Krasiç... ‘Acaba’ diyorum bazen kendime... İkizi mi vardı bu adamın ve o mu geldi Fenerbahçe’ye... Bildiğimiz, hatırladığımız Krasiç nerede? Fenerbahçe’de 18’e giremeyen bu adam için Juventus kaç milyon Euro bonservis bedeli ödemişti daha bir-iki yıl önce... Bienvenu... Geldiğinde de Fenerbahçe’nin oyuncusu değildi, giderken de olamayacak. Peki neden transfer edildi?
Vittek... Güney Afrika’daki Dünya Futbol Şampiyonası’nda neredeyse Gol Krallığı’na gidecek performansları sergilemedi mi bu adam? Sapara... Her sezon başı gönderilecekler listesinde değil miydi? Ve bu sezonun Trabzonspor adına belki de en verimli ismi değil mi? Cech... Neden alındı, neden gönderilecek? Barış Ataş... Volkan Şen... Aykut Aygün... Barış Özbek... Alındılar, oynatılmadılar... Ferhat Öztorun en son ne zaman forma giydi, hatırlayan var mı? Peki durum buyken, kontratı kaç yılına kadar neden uzatıldı?

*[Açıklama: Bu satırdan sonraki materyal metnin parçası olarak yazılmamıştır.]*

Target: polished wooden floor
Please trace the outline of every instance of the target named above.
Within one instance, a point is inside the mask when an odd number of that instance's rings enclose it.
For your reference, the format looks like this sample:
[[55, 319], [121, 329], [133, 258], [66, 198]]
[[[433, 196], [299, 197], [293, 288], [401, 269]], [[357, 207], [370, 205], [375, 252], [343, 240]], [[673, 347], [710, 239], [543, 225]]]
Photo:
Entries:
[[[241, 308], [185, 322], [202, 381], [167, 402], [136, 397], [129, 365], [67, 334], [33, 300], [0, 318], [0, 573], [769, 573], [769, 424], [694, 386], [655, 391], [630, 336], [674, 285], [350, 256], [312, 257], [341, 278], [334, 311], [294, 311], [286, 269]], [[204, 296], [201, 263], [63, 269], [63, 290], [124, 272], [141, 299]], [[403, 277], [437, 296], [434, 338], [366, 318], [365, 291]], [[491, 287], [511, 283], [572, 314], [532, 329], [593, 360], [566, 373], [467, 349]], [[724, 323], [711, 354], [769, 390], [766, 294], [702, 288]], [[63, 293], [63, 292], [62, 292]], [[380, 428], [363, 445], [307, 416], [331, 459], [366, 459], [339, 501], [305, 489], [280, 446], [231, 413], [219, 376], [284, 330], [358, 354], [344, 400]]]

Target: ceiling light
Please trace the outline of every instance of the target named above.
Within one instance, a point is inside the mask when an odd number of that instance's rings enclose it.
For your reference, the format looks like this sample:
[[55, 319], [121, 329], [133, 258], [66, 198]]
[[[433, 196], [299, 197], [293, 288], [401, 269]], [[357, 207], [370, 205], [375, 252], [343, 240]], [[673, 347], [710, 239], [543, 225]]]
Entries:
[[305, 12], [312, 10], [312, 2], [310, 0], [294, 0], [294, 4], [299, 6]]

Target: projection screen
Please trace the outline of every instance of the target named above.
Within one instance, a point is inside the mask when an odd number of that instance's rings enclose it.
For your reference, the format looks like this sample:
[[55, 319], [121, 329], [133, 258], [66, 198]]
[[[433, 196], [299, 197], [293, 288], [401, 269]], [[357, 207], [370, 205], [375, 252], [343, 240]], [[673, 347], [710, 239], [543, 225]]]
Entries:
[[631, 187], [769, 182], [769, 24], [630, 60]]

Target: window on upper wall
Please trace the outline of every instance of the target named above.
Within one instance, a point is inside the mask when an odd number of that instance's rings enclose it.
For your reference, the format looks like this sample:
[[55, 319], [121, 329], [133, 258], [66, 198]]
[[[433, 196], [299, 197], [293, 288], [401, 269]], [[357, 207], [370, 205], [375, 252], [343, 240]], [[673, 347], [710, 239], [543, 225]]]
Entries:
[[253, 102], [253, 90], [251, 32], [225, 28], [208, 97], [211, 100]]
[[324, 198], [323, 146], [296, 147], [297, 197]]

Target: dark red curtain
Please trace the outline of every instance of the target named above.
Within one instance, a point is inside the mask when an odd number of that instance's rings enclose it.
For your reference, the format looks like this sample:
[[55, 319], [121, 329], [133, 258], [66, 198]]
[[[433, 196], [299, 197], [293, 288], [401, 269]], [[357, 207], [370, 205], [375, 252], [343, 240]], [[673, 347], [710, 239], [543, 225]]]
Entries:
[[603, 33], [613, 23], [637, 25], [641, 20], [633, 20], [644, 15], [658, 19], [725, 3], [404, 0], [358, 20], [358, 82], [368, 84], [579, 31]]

Terim’in Galatasaray’da geçirdiği ikinci dönemi de hatırlayın... Kocaman’ın Fenerbahçe’de geçmiş yıllarına da bakın... Güneş’in burada yazmadığımız son iki sezonuna da göz atın... Hepsi de değerli, kıymetli teknik direktörler elbette... Fakat transfer de artık bir bilim dalı gibi... Barcelona’nın Beşiktaşlı Mami’yi almamasının nedeni, transfer söylentilerinin basına yansıması... Çünkü ‘gizlilik esas’ onlarda...
İngilizler, transfer edilecek adamlara ‘millilik şartı’ koymuş. Çünkü şuna inanıyorlar; Milli Takım’a kadar yükselen bir futbolcunun performansı kadar özel hayatı da düzgündür. Dünya’nın en iyi okulunda, Ajax altyapısında şu kural varmış: İsterse Maradona olsun, okuldaki notları iyi değilse, bu takımda hiç kimse oynayamaz. (Saffet Sancaklı ağabey gitmiş, görmüş, anlatmıştı.) Biz, halen sadece attığı gole, yaptığı asiste, oynadığı futbola bakarak balıklama dalıyoruz transfer işine... Oysa ki günümüz futbolu artık yıldızların parladığı değil, takımların yıldızlaştığı çizgide...
Beşiktaş’ı unuttuk diye düşünmeyin... Çünkü yazının assolisti Samet Aybaba zaten... ‘Feda’ diye başladılar sezona... Beklentiler büyük değildi bu yüzden... Fakat Aybaba bu fırsatı kaçırmadı. Başarısız olsa kim ne diyecekti ki zaten! İşte bu artıyla çıktı yola... Yıldızı sönmüş Simao’yu yolladı, takımı yıldız yapmaya niyeti olmayan Quaresma’yı kadro dışı bıraktı. Oğuzhan’ı aldı, Hasan Türk’ü, Erkan’ı oynattı. Holosko yeniden yıldız, Almeida yeniden atıyor attırıyor. Geçtiğimiz maç, Beşiktaş yedek kulübesindeki bütün oyuncular (kaleci hariç) Beşiktaş altyapısındandı. Üstelik o maçta saha içinde de Beşiktaş altyapısından adamlar vardı. Bundan büyük mutluluk var mı?
İlk yarının sonunda belki lider olmayacak Beşiktaş... Sezon sonunda da şampiyon... Fakat onların performansları benim kalbimde şampiyonluğa çoktan ulaştı.